Innanzi tutto, è da disattendere la contestazione della difesa secondo la quale i Giudici hanno fondato la loro decisione su elementi probatori non utilizzabili perchè acquisiti dopo la scadenza del termine delle indagini e recuperati con una non dovuta nuova iscrizione di reato. Sul punto, va rilevato che la procedura seguita del Pubblico Ministero è stata corretta ed in sintonia con il tenore dell’art. 335 c.p.p., comma 2; per ciascun nuovo reato a carico di una medesima persona, l’organo della accusa deve iscrivere una nuova notizia di reato, mentre l’aggiornamento della precedente è limitato alle ipotesi di mutamento del titolo di reato o di emersione di inedite circostanze. Di conseguenza, a carico del L., legittimamente è stato aperto un nuovo procedimento (trattandosi di ulteriori reati rispetto a quelli della pregressa iscrizione) in relazione al quale le indagini sono state effettuate entro l’ambito temporale dell’art. 407 c.p.p.. Per quanto concerne l’esistenza di indizi, connotati con il requisito della gravità, si osserva come la motivazione del gravato provvedimento sia sintetica, ma sufficiente e puntuale; consegue che non è meritevole di accoglimento la censura sulla insussistenza delle condizioni richieste dall’art. 273 c.p.p., per l’applicabilità della misura.
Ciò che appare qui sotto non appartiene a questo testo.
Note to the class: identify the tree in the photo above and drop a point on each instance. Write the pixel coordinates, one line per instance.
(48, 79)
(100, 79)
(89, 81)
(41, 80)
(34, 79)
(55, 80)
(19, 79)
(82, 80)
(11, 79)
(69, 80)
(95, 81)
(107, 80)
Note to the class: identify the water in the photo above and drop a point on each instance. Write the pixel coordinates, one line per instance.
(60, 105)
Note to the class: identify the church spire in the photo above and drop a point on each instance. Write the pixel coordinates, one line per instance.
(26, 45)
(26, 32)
I Giudici hanno avuto cura di precisare quali fossero che elementi indizianti, di sicura concludenza, che analizzati congiuntamente hanno permesso di ritenere sussistente la fattispecie di utilizzo di fatture per operazioni inesistenti con esclusione di qualsiasi altra ragionevole ipotesi alternativa; sul punto, basti por mente alla circostanza che nessuna traccia delle operazioni, che il ricorrente sostiene effettive, si è reperita dagli accertamenti bancari e che nessun elemento sussiste a conforto della esistenza dei pretesi rapporti commerciali.

In merito al residuo delitto, i Giudici hanno rilevato come le operazioni descritte nel provvisorio capo di imputazione, che determinano una obiettiva menomazione della consistenza patrimoniale della società di cui era legale rappresentante l’indagato, non avevano giustificazione alternativa a quella ipotizzata dalla accusa, cioè, che fossero finalizzate a rendere inefficacie il procedimento coattivo di riscossione delle imposte ; del resto, il L. nè nel suo interrogatorio di garanzia nè nelle censure dell’atto di ricorso è stato in grado di fornire una plausibile spiegazione lecita (a lui solo nota) alle suddette operazioni.
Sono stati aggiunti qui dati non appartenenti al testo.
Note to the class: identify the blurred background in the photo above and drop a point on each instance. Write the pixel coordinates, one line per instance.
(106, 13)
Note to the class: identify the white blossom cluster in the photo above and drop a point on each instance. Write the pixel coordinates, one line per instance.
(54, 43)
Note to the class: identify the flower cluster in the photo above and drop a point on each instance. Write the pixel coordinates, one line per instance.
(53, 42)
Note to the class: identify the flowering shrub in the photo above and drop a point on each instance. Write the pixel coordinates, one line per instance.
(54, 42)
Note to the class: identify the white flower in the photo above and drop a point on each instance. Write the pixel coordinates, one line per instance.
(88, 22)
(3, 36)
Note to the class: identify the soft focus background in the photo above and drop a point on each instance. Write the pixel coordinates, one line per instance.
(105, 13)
L’ammontare complessivo delle imposte dovute superava la soglia stabilita dalla norma ( D.Lgs. n. 74 del 2000, art. 11) per la punibilità della condotta e la deduzione sulla mancanza dello elemento soggettivo del reato è priva della necessaria concretezza.

Per le esposte considerazioni,la Corte rigetta il ricorso con le conseguenze di legge.

P.Q.M.

Rigetta il ricorso e condanna il ricorrente al pagamento delle spese processuali.

Testo non ufficiale. La sola stampa del bollettino ufficiale ha carattere legale.